Its so sad when a family pet dies and especially with it being in the middle of such a simple procedure. 

I aint no kitty expert but here are my answers to your questions:

*when to get ur next cat depends not so much on when its appropriate for your cat but when you think you are ready

*the age of your new kitty should be either the same age as Tom or slightly older. getting a younger cat could cause Tom to be over protective of her territory and scare/hurt the new cat wheras an older or same age cat could stand its ground and allthough there might be some hissing to start with they will get used to one another.

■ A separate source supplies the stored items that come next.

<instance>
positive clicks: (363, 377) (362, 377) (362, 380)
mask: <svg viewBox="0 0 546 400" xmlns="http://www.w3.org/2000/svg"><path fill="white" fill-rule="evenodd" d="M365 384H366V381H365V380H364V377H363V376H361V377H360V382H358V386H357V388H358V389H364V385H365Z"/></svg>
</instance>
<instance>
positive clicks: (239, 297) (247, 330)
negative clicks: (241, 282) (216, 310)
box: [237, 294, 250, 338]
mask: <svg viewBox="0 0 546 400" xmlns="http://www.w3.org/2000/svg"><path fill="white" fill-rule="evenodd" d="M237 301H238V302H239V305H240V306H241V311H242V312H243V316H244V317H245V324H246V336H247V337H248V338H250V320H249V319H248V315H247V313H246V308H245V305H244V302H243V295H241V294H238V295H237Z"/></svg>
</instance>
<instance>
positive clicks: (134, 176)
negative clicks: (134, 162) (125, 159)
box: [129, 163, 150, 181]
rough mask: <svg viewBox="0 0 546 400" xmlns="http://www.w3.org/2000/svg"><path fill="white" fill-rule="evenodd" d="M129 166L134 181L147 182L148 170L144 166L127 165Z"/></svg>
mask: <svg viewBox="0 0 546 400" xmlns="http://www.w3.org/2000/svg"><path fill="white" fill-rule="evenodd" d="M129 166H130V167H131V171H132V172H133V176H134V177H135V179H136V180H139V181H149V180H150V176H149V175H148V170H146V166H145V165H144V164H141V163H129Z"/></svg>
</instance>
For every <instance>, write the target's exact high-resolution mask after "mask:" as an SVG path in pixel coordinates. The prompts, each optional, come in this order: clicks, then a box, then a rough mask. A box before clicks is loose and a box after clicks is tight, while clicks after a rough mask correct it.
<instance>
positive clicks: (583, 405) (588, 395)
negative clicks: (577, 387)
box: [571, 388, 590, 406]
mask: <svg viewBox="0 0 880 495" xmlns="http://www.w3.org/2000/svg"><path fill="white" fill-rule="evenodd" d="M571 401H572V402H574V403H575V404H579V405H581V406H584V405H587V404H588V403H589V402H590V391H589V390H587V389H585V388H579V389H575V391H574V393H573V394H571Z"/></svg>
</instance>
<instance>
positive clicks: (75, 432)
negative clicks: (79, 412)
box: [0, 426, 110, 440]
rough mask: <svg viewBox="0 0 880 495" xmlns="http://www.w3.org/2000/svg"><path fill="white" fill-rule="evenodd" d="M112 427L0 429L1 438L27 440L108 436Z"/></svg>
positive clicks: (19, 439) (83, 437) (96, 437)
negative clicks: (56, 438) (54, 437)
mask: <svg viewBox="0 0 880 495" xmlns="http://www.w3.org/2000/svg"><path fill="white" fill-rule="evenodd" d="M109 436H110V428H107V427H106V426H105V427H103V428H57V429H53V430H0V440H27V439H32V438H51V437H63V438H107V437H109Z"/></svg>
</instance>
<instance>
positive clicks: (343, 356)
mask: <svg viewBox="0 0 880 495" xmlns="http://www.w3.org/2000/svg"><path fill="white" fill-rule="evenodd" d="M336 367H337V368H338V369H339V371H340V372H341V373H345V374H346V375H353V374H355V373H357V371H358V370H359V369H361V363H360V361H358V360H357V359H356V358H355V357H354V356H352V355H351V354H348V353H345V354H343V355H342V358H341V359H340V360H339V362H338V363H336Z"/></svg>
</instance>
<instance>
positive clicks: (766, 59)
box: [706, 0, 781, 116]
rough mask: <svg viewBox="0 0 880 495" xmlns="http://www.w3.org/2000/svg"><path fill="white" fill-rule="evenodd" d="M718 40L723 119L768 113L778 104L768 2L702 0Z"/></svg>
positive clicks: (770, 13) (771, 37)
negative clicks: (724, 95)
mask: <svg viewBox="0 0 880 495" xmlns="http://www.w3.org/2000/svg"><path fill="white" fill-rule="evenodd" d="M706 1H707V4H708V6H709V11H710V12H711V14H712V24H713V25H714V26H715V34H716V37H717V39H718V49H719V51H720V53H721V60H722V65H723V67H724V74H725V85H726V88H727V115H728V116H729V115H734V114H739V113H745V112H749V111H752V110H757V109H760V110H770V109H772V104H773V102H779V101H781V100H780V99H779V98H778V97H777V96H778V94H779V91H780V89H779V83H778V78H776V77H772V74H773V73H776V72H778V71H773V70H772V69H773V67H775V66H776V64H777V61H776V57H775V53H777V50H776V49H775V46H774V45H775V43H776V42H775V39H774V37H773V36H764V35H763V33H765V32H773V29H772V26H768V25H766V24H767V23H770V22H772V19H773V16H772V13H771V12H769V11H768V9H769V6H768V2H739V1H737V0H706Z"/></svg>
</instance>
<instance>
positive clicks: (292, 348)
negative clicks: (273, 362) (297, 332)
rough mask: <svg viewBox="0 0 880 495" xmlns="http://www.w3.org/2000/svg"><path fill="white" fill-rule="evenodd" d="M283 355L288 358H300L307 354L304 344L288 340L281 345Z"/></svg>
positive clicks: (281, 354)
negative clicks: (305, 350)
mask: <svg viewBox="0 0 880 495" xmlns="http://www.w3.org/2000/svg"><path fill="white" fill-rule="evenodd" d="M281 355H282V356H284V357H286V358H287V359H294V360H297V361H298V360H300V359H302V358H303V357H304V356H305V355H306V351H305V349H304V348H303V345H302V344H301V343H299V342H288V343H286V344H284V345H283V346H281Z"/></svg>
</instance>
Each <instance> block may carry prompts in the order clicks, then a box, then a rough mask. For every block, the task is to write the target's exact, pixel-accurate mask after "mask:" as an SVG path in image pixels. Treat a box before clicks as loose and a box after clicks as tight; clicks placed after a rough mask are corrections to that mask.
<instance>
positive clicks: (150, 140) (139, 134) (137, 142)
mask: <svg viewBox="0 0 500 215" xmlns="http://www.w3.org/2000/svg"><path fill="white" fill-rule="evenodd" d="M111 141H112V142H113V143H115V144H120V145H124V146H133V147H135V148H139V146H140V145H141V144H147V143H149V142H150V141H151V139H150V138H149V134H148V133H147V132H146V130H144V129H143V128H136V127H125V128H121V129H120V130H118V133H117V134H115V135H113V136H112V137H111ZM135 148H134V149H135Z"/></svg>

*the sex of the cat doesnt really matter due to Tom being female, if she was male then you would have to get a female due to territorial confrontation but females are usually very accepting towards any sex

*as for introducing your new cat i would put them in seperate rooms until the new cat is confident then introduce them. dont worry about them not liking each other to begin with coz that will soon end and turn into lifelong friendship  


thanks for posting and dont appoligise for a long post coz it aint a problem in here :wink:


----------



## themeadows (Mar 22, 2004)

Thanks Wayne and catmadAZ for your replies. I'm looking for a suitable companion now and I'll post here and let you know how it goes


----------



## teffito (Mar 2, 2004)

I'm so sorry to hear that your cat died.

I would look for a new kitten, too.
I think it doesn't matter if male or female. You should more consider the charakter of your cat. As Tom is shy and as I understood needs someone to be geared to, I would recommend to look for a cat with a character like Jet's was. Someone who could give Tom a hand.

How to introduce them?
Well, we allways just put them together. First of all they withdraw from each other but they had the chance to decide for themselves when they would like to know the other one. Actually after three or four days they accepted each other. We have good experiences to handle it that way.


----------